Rice cultivation consumes more than 10 billion cubic meters of water annually, or more than one-sixth of Egypt's share of Nile water, Khaled Ghanem, professor of Organic Farming in Al-Azhar University, told SciDev.Net. And this does not account for the water used for cultivation in unauthorized areas, estimated to be about a third of that used in authorized ones, he explained.
But there could be a solution, in the form of a machine that ploughs fields in a manner that saves about half the amount of water usually used for irrigation, and a quarter of fertilizers used in cultivation. A specially imported unit, which sows rice seedlings mechanically, is mounted on the machine.
The machine’s Egyptian inventor, Mohamed El-Sayyed El-Hagarey, a researcher at the Desert Research Center in Cairo, was granted the prestigious WatSave Award for Young Professionals from the International Commission on Irrigation and Drainage (ICID) during the Second World Irrigation Forum held in Thailand in mid-November.
In an interview with SciDev.Net, El-Hagarey explained his motivation for inventing the machine. He said that during cultivation, rice requires complete submersion in a layer of water 10-15 cm above the soil surface, which demands huge amounts of water and fertilizers.
He designed the soil and water management machine to tackle this. The machine makes ‛V’ shaped lines into the soil, at a depth and width of 20cm, and sows rice seedlings automatically. This operation maintains the water level necessary for rice to grow in the V-shaped troughs, which is less than the water used in conventional agriculture that requires the entire plot of land to be completely submerged.
The machine was tested in a field in Kafr el-Sheikh governorate, which is known for rice crop cultivation in Egypt, with good results. It reduced the amount of water used by half, and “the crop yield increased by 4.6 per cent,” Al-Hagary said.

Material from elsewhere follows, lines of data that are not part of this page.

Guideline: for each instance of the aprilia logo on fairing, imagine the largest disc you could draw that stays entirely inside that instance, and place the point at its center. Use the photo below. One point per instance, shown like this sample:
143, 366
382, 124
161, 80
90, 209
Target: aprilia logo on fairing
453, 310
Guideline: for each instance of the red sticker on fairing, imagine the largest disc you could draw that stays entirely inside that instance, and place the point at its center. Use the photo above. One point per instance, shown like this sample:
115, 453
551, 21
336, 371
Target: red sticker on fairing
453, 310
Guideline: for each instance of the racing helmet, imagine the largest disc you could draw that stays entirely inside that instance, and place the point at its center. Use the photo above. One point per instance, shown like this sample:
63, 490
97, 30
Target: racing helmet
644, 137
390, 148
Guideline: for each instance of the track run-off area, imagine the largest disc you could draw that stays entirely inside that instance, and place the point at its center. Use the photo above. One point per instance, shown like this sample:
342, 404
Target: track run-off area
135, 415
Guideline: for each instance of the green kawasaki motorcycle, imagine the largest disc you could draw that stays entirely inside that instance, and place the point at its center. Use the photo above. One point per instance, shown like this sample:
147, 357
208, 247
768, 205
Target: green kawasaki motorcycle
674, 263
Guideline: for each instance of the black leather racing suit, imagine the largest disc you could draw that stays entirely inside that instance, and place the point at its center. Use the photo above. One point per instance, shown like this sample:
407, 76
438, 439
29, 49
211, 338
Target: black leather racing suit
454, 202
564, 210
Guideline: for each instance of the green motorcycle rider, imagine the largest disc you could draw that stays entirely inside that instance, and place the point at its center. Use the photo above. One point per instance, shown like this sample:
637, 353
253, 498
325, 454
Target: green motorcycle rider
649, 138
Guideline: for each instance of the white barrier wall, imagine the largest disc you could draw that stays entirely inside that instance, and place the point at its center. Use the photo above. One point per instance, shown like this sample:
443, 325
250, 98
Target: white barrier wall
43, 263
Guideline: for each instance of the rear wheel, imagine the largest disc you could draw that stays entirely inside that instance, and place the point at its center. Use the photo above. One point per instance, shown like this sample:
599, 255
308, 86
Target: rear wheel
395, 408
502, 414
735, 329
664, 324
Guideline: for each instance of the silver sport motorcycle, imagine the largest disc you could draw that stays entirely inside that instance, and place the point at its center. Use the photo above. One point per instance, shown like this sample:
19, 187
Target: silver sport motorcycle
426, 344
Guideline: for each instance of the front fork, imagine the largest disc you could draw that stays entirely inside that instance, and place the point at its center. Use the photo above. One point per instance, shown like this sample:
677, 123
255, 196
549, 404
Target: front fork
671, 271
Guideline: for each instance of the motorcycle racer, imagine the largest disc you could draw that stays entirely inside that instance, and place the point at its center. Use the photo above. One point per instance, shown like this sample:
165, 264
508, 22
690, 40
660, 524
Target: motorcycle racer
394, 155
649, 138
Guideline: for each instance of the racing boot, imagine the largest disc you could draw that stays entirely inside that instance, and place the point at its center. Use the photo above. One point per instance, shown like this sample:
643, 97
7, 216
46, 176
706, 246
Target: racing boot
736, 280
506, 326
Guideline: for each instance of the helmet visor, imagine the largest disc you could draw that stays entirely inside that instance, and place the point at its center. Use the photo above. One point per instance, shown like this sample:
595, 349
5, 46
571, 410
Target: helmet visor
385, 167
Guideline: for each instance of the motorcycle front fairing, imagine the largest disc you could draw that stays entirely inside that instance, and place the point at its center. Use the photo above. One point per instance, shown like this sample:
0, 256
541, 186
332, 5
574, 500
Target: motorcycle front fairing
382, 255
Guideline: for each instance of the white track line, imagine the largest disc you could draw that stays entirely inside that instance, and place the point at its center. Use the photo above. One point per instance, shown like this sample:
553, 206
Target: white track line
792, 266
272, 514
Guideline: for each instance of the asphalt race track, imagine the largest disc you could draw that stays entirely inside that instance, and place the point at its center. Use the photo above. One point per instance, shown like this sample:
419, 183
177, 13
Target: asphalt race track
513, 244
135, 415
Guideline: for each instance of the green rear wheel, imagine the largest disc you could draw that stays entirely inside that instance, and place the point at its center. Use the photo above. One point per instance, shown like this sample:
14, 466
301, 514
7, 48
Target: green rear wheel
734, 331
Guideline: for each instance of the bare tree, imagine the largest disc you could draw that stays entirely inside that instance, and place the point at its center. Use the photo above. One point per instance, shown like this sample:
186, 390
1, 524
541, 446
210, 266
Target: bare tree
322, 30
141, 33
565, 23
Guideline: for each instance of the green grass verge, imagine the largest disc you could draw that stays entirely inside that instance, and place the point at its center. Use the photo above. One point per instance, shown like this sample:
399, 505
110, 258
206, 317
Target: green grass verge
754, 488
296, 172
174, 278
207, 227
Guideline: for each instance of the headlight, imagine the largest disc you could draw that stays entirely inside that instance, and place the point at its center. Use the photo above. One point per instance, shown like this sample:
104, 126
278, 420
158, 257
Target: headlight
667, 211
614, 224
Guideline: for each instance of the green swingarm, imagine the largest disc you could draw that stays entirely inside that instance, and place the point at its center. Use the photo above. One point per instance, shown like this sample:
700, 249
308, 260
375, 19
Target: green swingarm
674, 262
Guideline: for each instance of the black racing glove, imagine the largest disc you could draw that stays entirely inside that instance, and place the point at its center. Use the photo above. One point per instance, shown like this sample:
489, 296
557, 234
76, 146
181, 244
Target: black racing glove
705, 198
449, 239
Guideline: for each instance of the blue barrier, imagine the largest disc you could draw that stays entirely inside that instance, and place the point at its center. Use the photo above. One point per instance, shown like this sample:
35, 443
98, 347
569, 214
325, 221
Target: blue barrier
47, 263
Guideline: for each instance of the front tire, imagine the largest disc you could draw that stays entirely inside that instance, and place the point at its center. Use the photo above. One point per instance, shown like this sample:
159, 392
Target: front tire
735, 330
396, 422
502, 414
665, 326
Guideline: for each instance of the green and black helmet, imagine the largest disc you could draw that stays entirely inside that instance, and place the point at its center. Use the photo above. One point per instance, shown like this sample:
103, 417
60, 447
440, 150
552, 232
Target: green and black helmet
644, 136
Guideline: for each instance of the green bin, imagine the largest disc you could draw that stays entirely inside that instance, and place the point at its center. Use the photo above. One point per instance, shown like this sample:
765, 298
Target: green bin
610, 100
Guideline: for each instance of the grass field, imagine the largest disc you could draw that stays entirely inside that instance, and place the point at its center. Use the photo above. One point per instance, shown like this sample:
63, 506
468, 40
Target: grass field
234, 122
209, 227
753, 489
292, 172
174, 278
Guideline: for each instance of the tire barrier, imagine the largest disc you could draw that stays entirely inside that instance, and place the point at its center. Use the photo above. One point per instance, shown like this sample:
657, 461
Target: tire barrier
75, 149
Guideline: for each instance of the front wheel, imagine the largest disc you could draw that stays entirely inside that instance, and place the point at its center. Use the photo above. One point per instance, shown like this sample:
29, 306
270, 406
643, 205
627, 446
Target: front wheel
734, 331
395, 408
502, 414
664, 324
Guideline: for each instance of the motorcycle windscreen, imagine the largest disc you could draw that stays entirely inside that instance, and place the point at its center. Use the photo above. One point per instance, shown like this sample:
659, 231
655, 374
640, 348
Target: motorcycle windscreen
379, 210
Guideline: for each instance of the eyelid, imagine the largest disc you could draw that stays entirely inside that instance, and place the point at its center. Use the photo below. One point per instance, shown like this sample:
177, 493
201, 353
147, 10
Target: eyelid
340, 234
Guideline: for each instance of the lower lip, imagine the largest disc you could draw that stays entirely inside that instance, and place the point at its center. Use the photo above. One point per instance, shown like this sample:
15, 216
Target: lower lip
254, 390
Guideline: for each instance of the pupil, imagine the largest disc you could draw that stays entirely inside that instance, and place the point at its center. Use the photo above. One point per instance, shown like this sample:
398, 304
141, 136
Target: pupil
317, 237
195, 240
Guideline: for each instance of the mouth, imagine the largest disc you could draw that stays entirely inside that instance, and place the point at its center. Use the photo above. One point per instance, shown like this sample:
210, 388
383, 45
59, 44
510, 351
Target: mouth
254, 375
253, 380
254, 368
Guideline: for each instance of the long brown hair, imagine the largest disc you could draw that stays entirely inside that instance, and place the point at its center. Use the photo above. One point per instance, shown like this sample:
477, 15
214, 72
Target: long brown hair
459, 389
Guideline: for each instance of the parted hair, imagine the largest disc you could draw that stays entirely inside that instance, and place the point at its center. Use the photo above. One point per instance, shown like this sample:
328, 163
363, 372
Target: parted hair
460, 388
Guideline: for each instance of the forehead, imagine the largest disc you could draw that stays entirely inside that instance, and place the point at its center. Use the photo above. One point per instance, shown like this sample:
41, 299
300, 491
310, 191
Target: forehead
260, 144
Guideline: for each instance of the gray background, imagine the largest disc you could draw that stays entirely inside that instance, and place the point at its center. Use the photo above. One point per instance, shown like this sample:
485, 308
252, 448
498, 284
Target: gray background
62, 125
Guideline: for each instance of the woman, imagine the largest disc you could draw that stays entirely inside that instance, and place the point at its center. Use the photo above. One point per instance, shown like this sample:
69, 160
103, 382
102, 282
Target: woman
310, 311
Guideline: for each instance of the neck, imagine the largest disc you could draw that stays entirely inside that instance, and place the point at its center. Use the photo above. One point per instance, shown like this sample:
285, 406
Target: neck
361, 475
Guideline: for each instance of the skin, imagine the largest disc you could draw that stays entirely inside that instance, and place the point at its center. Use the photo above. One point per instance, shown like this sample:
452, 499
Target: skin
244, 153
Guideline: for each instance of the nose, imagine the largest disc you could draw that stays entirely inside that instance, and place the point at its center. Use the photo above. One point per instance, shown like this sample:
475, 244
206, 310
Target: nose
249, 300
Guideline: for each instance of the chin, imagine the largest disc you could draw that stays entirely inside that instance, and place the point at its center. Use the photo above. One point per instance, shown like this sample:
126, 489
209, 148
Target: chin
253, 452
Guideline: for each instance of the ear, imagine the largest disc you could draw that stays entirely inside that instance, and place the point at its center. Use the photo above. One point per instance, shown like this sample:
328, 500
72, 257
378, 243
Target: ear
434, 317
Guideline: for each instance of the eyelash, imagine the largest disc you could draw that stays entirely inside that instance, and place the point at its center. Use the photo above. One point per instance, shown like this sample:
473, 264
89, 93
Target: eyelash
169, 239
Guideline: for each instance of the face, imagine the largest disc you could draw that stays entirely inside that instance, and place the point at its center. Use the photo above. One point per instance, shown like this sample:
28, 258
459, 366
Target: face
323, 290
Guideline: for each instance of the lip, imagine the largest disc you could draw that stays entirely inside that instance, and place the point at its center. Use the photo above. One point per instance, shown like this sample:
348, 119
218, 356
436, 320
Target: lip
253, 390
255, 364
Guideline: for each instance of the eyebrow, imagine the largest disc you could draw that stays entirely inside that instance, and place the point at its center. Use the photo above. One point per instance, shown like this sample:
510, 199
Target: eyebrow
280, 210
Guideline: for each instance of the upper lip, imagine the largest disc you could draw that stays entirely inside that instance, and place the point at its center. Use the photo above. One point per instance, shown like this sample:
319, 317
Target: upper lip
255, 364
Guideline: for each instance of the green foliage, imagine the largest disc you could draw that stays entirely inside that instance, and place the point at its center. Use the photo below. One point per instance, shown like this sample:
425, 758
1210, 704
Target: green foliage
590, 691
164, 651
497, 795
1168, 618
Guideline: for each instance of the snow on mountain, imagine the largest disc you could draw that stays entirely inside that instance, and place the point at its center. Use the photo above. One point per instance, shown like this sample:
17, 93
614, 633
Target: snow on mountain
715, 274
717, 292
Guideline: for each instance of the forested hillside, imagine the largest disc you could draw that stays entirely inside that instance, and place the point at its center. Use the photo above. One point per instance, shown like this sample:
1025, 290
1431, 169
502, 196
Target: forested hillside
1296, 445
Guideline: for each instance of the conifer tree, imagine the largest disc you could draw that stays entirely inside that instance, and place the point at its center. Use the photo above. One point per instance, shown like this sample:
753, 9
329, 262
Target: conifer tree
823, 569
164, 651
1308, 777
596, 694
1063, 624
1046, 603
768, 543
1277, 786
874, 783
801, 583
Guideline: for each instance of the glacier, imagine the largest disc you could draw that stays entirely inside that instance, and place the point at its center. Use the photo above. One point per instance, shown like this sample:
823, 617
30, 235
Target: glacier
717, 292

Atef Sweilem, water management and irrigation expert at the International Center for Agricultural Research in the Dry Areas, (ICARDA), praised the machine, but added that “saving water and fertilizers would not tempt small farmers to buy it, as the increase in the yield was not huge”. He pointed out that the rice agricultural plots owned by most farmers do not exceed half an acre.
“This machine will save a lot of irrigation water in Egypt each year, which will help the country face these challenges and direct the water saved towards cultivating other crops.”
Khaled Ghanem, Al-Azhar University
“Saving water and fertilizers does not mean much for farmers, who get water for free and fertilizers subsidized by the state,” Sweilem explained.
Therefore, he believes that Egypt’s ministries of Agriculture and Water Resources and Irrigation should play an important role in supporting farmers financially and with training in using the machine.
Al-Hagary said the machine costs about US$5000, but needs further development before it is ready for commercial production.
He intends to re-submit a proposal to the Academy of Scientific Research and Technology in Egypt, hoping it would support further development of the innovation. An earlier proposal made in 2014 went unanswered, and he had to design it at his own expense.
Ghanem believes that “Egypt needs to use this machine widely range for several reasons,” the most important of which is the implications of Ethiopia’s Renaissance Dam on Egypt's share of water. He also referred to the effects of climate change including drought, desertification, and an increase in evaporation rates, as well as the water wasted along the Nile. “This machine will save a lot of irrigation water in Egypt each year, which will help the country face these challenges and direct the water saved towards cultivating other crops,” Ghanem said.
He added: “The concerned ministries might not pay attention to this innovation. The solution is to establish major companies to market similar innovations that can be funded by low-priced stocks, making them available to a larger number of consumers.”
This piece was produced by SciDev.Net’s Middle East and North Africa desk.